See cppreference: std::atomic for the full API and cppreference: memory_order for ordering details.
6. std::once_flag and std::call_once
std::call_once guarantees that a callable is executed exactly once, even if called from multiple threads. This is commonly used for lazy initialization of shared resources.
#include <mutex>
#include <iostream>
#include <thread>
std::once_flag init_flag;
int* shared_resource = nullptr;
void initResource() {
shared_resource = new int(42);
std::cout << "Resource initialized" << std::endl;
}
void worker() {
std::call_once(init_flag, initResource);
std::cout << "Resource value: " << *shared_resource << std::endl;
}
int main() {
std::thread t1(worker);
std::thread t2(worker);
std::thread t3(worker);
t1.join();
t2.join();
t3.join();
// "Resource initialized" is printed exactly once
delete shared_resource;
return 0;
}
7. std::jthread and Stop Tokens (C++20)
std::thread has two awkward properties: it terminates the program if you destruct it without joining, and it has no built-in cancellation mechanism. std::jthread (C++20) fixes both.
#include <thread>
#include <stop_token>
#include <iostream>
void worker(std::stop_token st) {
while (!st.stop_requested()) {
// do work
std::this_thread::sleep_for(std::chrono::milliseconds(100));
}
std::cout << "stopping cleanly\n";
}
void example() {
std::jthread t(worker); // takes a stop_token automatically
std::this_thread::sleep_for(std::chrono::seconds(1));
// jthread's destructor calls request_stop() and join() automatically
}
Compared to std::thread:
- Auto-joining destructor. No more
std::terminateif you forget to calljoin(). - Built-in
stop_token. The thread can cooperatively exit early. - Same API otherwise.

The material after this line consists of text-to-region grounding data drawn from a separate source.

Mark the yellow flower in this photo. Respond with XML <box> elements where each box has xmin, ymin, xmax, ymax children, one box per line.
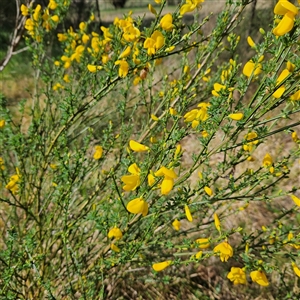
<box><xmin>212</xmin><ymin>83</ymin><xmax>226</xmax><ymax>97</ymax></box>
<box><xmin>202</xmin><ymin>130</ymin><xmax>209</xmax><ymax>138</ymax></box>
<box><xmin>63</xmin><ymin>74</ymin><xmax>70</xmax><ymax>83</ymax></box>
<box><xmin>127</xmin><ymin>197</ymin><xmax>148</xmax><ymax>216</ymax></box>
<box><xmin>70</xmin><ymin>45</ymin><xmax>85</xmax><ymax>63</ymax></box>
<box><xmin>287</xmin><ymin>232</ymin><xmax>300</xmax><ymax>249</ymax></box>
<box><xmin>169</xmin><ymin>108</ymin><xmax>177</xmax><ymax>116</ymax></box>
<box><xmin>273</xmin><ymin>69</ymin><xmax>290</xmax><ymax>98</ymax></box>
<box><xmin>180</xmin><ymin>0</ymin><xmax>204</xmax><ymax>15</ymax></box>
<box><xmin>155</xmin><ymin>166</ymin><xmax>177</xmax><ymax>195</ymax></box>
<box><xmin>291</xmin><ymin>194</ymin><xmax>300</xmax><ymax>207</ymax></box>
<box><xmin>160</xmin><ymin>14</ymin><xmax>174</xmax><ymax>31</ymax></box>
<box><xmin>243</xmin><ymin>132</ymin><xmax>258</xmax><ymax>152</ymax></box>
<box><xmin>119</xmin><ymin>46</ymin><xmax>131</xmax><ymax>59</ymax></box>
<box><xmin>110</xmin><ymin>243</ymin><xmax>120</xmax><ymax>252</ymax></box>
<box><xmin>245</xmin><ymin>243</ymin><xmax>249</xmax><ymax>254</ymax></box>
<box><xmin>51</xmin><ymin>15</ymin><xmax>59</xmax><ymax>22</ymax></box>
<box><xmin>172</xmin><ymin>219</ymin><xmax>181</xmax><ymax>231</ymax></box>
<box><xmin>183</xmin><ymin>102</ymin><xmax>210</xmax><ymax>128</ymax></box>
<box><xmin>204</xmin><ymin>186</ymin><xmax>213</xmax><ymax>196</ymax></box>
<box><xmin>87</xmin><ymin>64</ymin><xmax>103</xmax><ymax>73</ymax></box>
<box><xmin>250</xmin><ymin>270</ymin><xmax>269</xmax><ymax>286</ymax></box>
<box><xmin>0</xmin><ymin>119</ymin><xmax>5</xmax><ymax>129</ymax></box>
<box><xmin>292</xmin><ymin>131</ymin><xmax>298</xmax><ymax>142</ymax></box>
<box><xmin>25</xmin><ymin>18</ymin><xmax>35</xmax><ymax>33</ymax></box>
<box><xmin>273</xmin><ymin>12</ymin><xmax>296</xmax><ymax>36</ymax></box>
<box><xmin>247</xmin><ymin>36</ymin><xmax>256</xmax><ymax>48</ymax></box>
<box><xmin>121</xmin><ymin>163</ymin><xmax>141</xmax><ymax>191</ymax></box>
<box><xmin>0</xmin><ymin>157</ymin><xmax>5</xmax><ymax>170</ymax></box>
<box><xmin>61</xmin><ymin>55</ymin><xmax>71</xmax><ymax>69</ymax></box>
<box><xmin>79</xmin><ymin>22</ymin><xmax>86</xmax><ymax>31</ymax></box>
<box><xmin>133</xmin><ymin>77</ymin><xmax>141</xmax><ymax>86</ymax></box>
<box><xmin>184</xmin><ymin>204</ymin><xmax>193</xmax><ymax>222</ymax></box>
<box><xmin>165</xmin><ymin>46</ymin><xmax>175</xmax><ymax>52</ymax></box>
<box><xmin>151</xmin><ymin>114</ymin><xmax>159</xmax><ymax>121</ymax></box>
<box><xmin>129</xmin><ymin>140</ymin><xmax>149</xmax><ymax>152</ymax></box>
<box><xmin>152</xmin><ymin>260</ymin><xmax>172</xmax><ymax>271</ymax></box>
<box><xmin>274</xmin><ymin>0</ymin><xmax>298</xmax><ymax>16</ymax></box>
<box><xmin>93</xmin><ymin>145</ymin><xmax>103</xmax><ymax>160</ymax></box>
<box><xmin>33</xmin><ymin>4</ymin><xmax>42</xmax><ymax>22</ymax></box>
<box><xmin>101</xmin><ymin>26</ymin><xmax>113</xmax><ymax>41</ymax></box>
<box><xmin>174</xmin><ymin>144</ymin><xmax>182</xmax><ymax>159</ymax></box>
<box><xmin>262</xmin><ymin>153</ymin><xmax>272</xmax><ymax>167</ymax></box>
<box><xmin>82</xmin><ymin>33</ymin><xmax>90</xmax><ymax>44</ymax></box>
<box><xmin>6</xmin><ymin>174</ymin><xmax>21</xmax><ymax>195</ymax></box>
<box><xmin>50</xmin><ymin>163</ymin><xmax>57</xmax><ymax>170</ymax></box>
<box><xmin>53</xmin><ymin>83</ymin><xmax>64</xmax><ymax>91</ymax></box>
<box><xmin>227</xmin><ymin>267</ymin><xmax>247</xmax><ymax>285</ymax></box>
<box><xmin>150</xmin><ymin>136</ymin><xmax>157</xmax><ymax>143</ymax></box>
<box><xmin>21</xmin><ymin>4</ymin><xmax>29</xmax><ymax>16</ymax></box>
<box><xmin>48</xmin><ymin>0</ymin><xmax>58</xmax><ymax>10</ymax></box>
<box><xmin>148</xmin><ymin>4</ymin><xmax>157</xmax><ymax>15</ymax></box>
<box><xmin>273</xmin><ymin>0</ymin><xmax>298</xmax><ymax>37</ymax></box>
<box><xmin>214</xmin><ymin>213</ymin><xmax>221</xmax><ymax>232</ymax></box>
<box><xmin>196</xmin><ymin>238</ymin><xmax>210</xmax><ymax>249</ymax></box>
<box><xmin>115</xmin><ymin>60</ymin><xmax>129</xmax><ymax>77</ymax></box>
<box><xmin>286</xmin><ymin>60</ymin><xmax>295</xmax><ymax>72</ymax></box>
<box><xmin>213</xmin><ymin>241</ymin><xmax>233</xmax><ymax>262</ymax></box>
<box><xmin>148</xmin><ymin>172</ymin><xmax>155</xmax><ymax>186</ymax></box>
<box><xmin>102</xmin><ymin>54</ymin><xmax>109</xmax><ymax>64</ymax></box>
<box><xmin>292</xmin><ymin>262</ymin><xmax>300</xmax><ymax>277</ymax></box>
<box><xmin>243</xmin><ymin>60</ymin><xmax>262</xmax><ymax>78</ymax></box>
<box><xmin>229</xmin><ymin>112</ymin><xmax>244</xmax><ymax>121</ymax></box>
<box><xmin>143</xmin><ymin>30</ymin><xmax>165</xmax><ymax>55</ymax></box>
<box><xmin>192</xmin><ymin>251</ymin><xmax>203</xmax><ymax>259</ymax></box>
<box><xmin>183</xmin><ymin>65</ymin><xmax>190</xmax><ymax>74</ymax></box>
<box><xmin>290</xmin><ymin>90</ymin><xmax>300</xmax><ymax>101</ymax></box>
<box><xmin>123</xmin><ymin>25</ymin><xmax>141</xmax><ymax>42</ymax></box>
<box><xmin>108</xmin><ymin>227</ymin><xmax>123</xmax><ymax>239</ymax></box>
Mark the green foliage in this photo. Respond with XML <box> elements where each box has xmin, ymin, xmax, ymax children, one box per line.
<box><xmin>1</xmin><ymin>0</ymin><xmax>300</xmax><ymax>298</ymax></box>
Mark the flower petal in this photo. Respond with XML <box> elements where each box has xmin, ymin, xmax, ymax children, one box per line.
<box><xmin>273</xmin><ymin>12</ymin><xmax>295</xmax><ymax>36</ymax></box>
<box><xmin>161</xmin><ymin>177</ymin><xmax>174</xmax><ymax>195</ymax></box>
<box><xmin>127</xmin><ymin>198</ymin><xmax>146</xmax><ymax>214</ymax></box>
<box><xmin>152</xmin><ymin>260</ymin><xmax>172</xmax><ymax>271</ymax></box>
<box><xmin>184</xmin><ymin>204</ymin><xmax>193</xmax><ymax>222</ymax></box>
<box><xmin>129</xmin><ymin>140</ymin><xmax>149</xmax><ymax>152</ymax></box>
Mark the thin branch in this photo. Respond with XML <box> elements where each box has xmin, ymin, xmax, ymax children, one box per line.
<box><xmin>12</xmin><ymin>46</ymin><xmax>30</xmax><ymax>55</ymax></box>
<box><xmin>0</xmin><ymin>0</ymin><xmax>33</xmax><ymax>72</ymax></box>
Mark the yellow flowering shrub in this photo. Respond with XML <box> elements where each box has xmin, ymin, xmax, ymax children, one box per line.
<box><xmin>1</xmin><ymin>0</ymin><xmax>300</xmax><ymax>298</ymax></box>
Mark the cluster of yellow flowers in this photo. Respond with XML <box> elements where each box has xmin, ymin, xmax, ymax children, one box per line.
<box><xmin>152</xmin><ymin>213</ymin><xmax>273</xmax><ymax>287</ymax></box>
<box><xmin>45</xmin><ymin>0</ymin><xmax>217</xmax><ymax>91</ymax></box>
<box><xmin>243</xmin><ymin>1</ymin><xmax>300</xmax><ymax>101</ymax></box>
<box><xmin>22</xmin><ymin>1</ymin><xmax>61</xmax><ymax>41</ymax></box>
<box><xmin>5</xmin><ymin>169</ymin><xmax>21</xmax><ymax>195</ymax></box>
<box><xmin>183</xmin><ymin>102</ymin><xmax>210</xmax><ymax>128</ymax></box>
<box><xmin>123</xmin><ymin>140</ymin><xmax>178</xmax><ymax>206</ymax></box>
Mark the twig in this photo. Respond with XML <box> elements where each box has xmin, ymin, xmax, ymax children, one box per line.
<box><xmin>0</xmin><ymin>0</ymin><xmax>32</xmax><ymax>72</ymax></box>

For cancellation, the worker checks stop_requested() in its loop. For interruptible waits, use stop_callback to wake up a condition_variable_any:
std::condition_variable_any cv;
std::stop_callback cb(stop_token, [&] { cv.notify_all(); });
cv.wait(lock, stop_token, [] { return ready; }); // wakes on ready or stop
8. Latches, Barriers, and Semaphores (C++20)

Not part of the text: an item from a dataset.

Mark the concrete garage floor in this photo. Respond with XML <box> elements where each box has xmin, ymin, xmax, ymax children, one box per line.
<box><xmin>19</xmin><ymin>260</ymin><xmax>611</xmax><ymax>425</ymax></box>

C++20 added three high-level synchronization primitives.
8.1 std::latch
A one-shot counter. Threads call count_down() to decrement, wait() to block until it reaches zero. Cannot be reused.
#include <latch>
#include <thread>
#include <vector>
std::latch start{1}; // initial count
std::latch finish{N}; // wait for N workers
std::vector<std::jthread> ts;
for (int i = 0; i < N; ++i) {
ts.emplace_back([&] {
start.wait(); // block until main signals start
do_work();
finish.count_down();
});
}
start.count_down(); // release all workers
finish.wait(); // wait for all to finish
8.2 std::barrier
Like latch but reusable. After all threads arrive, the barrier resets to its initial count, optionally running a completion function.
#include <barrier>
std::barrier sync_point{N, [] {
// runs once when all N arrive, before they're released
std::cout << "phase complete\n";
}};
void worker() {
for (int phase = 0; phase < 3; ++phase) {
do_phase_work();
sync_point.arrive_and_wait(); // all threads sync here
}
}
8.3 std::counting_semaphore / std::binary_semaphore
A counting semaphore controls access to a resource with limited capacity.
#include <semaphore>
std::counting_semaphore<10> pool{3}; // up to 3 concurrent acquirers
void worker() {
pool.acquire(); // blocks if 3 already acquired
do_limited_resource_work();
pool.release();
}
std::binary_semaphore is std::counting_semaphore<1> — a lock that can be signaled across threads (similar to a Win32 event or POSIX semaphore). Often simpler than a condition_variable: just acquire() to wait, release() to wake one waiter.
9. thread_local Storage
thread_local (C++11) declares a variable with per-thread storage duration. Each thread gets its own independent copy.
thread_local std::string error_message;
thread_local std::mt19937 rng{std::random_device{}()};
void worker() {
rng(); // each thread has its own engine
error_message = "..."; // each thread has its own buffer
}
Common uses:
- Per-thread caches that don't need synchronization.
- Per-thread random number generators (see C++ Random § 6).
- Error context that's thread-scoped (errno-like).
- Logging context (which request am I handling).
thread_local variables are constructed on first use within each thread and destroyed when the thread exits. They also work at namespace scope (one per thread, globally) and as static class members.